Pour Justine, les a priori, ce sont des préjugés. C’est peut-être vérifié, dans certains cas, mais ça ne lui plait pas qu’on en ait car on fait des généralités et que ça peut jouer des mauvais tours. D’autant que les gens qu’on juge ainsi peuvent avoir en retour des a priori sur nous. Olivier précise que, quand il a des a priori, il attend un peu pour considérer son jugement comme définitif, et qu’il ne s’est jamais trompé.

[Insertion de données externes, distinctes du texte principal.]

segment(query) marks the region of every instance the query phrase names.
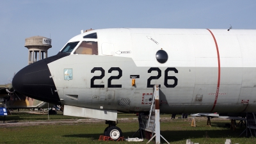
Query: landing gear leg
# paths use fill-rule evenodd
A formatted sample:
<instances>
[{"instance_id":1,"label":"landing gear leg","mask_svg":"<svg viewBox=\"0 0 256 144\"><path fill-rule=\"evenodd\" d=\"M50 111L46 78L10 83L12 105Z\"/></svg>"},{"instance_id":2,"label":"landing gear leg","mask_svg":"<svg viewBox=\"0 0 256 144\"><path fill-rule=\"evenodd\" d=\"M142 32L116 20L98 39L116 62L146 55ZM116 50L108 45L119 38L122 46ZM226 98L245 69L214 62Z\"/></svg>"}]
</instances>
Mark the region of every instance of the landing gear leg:
<instances>
[{"instance_id":1,"label":"landing gear leg","mask_svg":"<svg viewBox=\"0 0 256 144\"><path fill-rule=\"evenodd\" d=\"M108 124L108 127L104 130L104 136L109 136L115 141L123 136L121 129L116 126L117 124L117 122L106 120L106 124Z\"/></svg>"}]
</instances>

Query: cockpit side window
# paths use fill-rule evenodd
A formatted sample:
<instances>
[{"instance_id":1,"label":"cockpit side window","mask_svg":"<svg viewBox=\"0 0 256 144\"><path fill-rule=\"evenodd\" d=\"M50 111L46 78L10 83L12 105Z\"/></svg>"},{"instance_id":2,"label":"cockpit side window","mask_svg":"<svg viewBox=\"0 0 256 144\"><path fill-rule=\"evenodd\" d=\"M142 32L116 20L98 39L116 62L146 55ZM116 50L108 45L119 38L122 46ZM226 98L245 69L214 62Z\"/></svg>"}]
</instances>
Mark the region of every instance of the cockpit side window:
<instances>
[{"instance_id":1,"label":"cockpit side window","mask_svg":"<svg viewBox=\"0 0 256 144\"><path fill-rule=\"evenodd\" d=\"M97 38L97 33L91 33L83 36L84 38Z\"/></svg>"},{"instance_id":2,"label":"cockpit side window","mask_svg":"<svg viewBox=\"0 0 256 144\"><path fill-rule=\"evenodd\" d=\"M98 43L83 41L74 54L98 55Z\"/></svg>"},{"instance_id":3,"label":"cockpit side window","mask_svg":"<svg viewBox=\"0 0 256 144\"><path fill-rule=\"evenodd\" d=\"M62 49L61 52L65 53L70 53L79 42L75 42L67 44L67 45L65 45L64 48Z\"/></svg>"}]
</instances>

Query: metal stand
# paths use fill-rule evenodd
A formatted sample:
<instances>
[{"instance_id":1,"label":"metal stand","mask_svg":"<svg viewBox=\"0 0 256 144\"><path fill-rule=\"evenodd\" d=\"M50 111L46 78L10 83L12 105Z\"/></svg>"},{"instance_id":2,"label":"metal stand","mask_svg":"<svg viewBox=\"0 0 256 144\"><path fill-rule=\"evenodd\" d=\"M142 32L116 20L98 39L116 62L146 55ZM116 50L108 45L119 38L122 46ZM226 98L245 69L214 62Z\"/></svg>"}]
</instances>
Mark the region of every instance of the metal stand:
<instances>
[{"instance_id":1,"label":"metal stand","mask_svg":"<svg viewBox=\"0 0 256 144\"><path fill-rule=\"evenodd\" d=\"M140 131L141 138L143 138L142 132L143 131L145 132L146 138L150 137L147 143L150 143L154 138L156 138L156 143L161 143L160 138L161 137L169 144L166 140L160 134L159 88L158 85L155 85L154 87L152 104L149 114L140 113L138 119L140 129L137 132ZM154 135L152 136L153 134Z\"/></svg>"}]
</instances>

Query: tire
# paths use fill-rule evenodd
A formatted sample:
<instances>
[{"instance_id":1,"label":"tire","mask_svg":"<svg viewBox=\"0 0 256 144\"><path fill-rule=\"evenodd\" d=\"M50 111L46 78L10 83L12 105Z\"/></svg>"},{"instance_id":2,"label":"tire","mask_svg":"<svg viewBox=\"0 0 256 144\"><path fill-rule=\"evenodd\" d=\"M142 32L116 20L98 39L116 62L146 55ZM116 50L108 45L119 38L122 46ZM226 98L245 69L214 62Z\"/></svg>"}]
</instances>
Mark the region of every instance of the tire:
<instances>
[{"instance_id":1,"label":"tire","mask_svg":"<svg viewBox=\"0 0 256 144\"><path fill-rule=\"evenodd\" d=\"M107 136L111 138L115 141L116 141L119 138L123 136L123 133L119 127L112 126L108 129L106 135Z\"/></svg>"}]
</instances>

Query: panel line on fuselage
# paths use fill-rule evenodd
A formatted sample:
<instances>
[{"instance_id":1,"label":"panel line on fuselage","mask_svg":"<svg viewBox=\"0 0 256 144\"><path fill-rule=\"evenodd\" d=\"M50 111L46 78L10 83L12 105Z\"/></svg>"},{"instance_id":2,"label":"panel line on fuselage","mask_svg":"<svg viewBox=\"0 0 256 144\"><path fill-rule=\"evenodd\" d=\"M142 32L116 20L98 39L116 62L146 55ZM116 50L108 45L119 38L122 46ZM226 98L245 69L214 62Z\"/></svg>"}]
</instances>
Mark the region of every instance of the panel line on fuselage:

Plusieurs dans le groupe insistent alors pour dire qu’il faut se méfier des a priori, Justine estimant par exemple qu’on met en route un cercle vicieux. Pour elle, il faut aussi prendre les gens tels qu’ils sont, sans faire attention au prénom ou aux vêtements. C’est le critère de ce jugement qui pose problème à Hélène. Pour elle, on ne peut pas se baser sur le prénom, mais le mode vestimentaire montre des choses quand même : si on est calme, on ne met pas de choses fluo par exemple. Léa semble d’accord puisque elle dit que le mode vestimentaire fait référence au goût des personnes, alors que le prénom ce sont les parents qui le choisissent. Mais un contre-exemple est donné par Virginie, qui parle de cette jeune fille appelée Lolita et qui a le type de personnalité qui va avec ce prénom : elle est souvent en compagnie des garçons.
Hélène indique aussi qu’il arrive que des gens cachent des choses aussi, ou cache leur jeu, comme le dit Virginie.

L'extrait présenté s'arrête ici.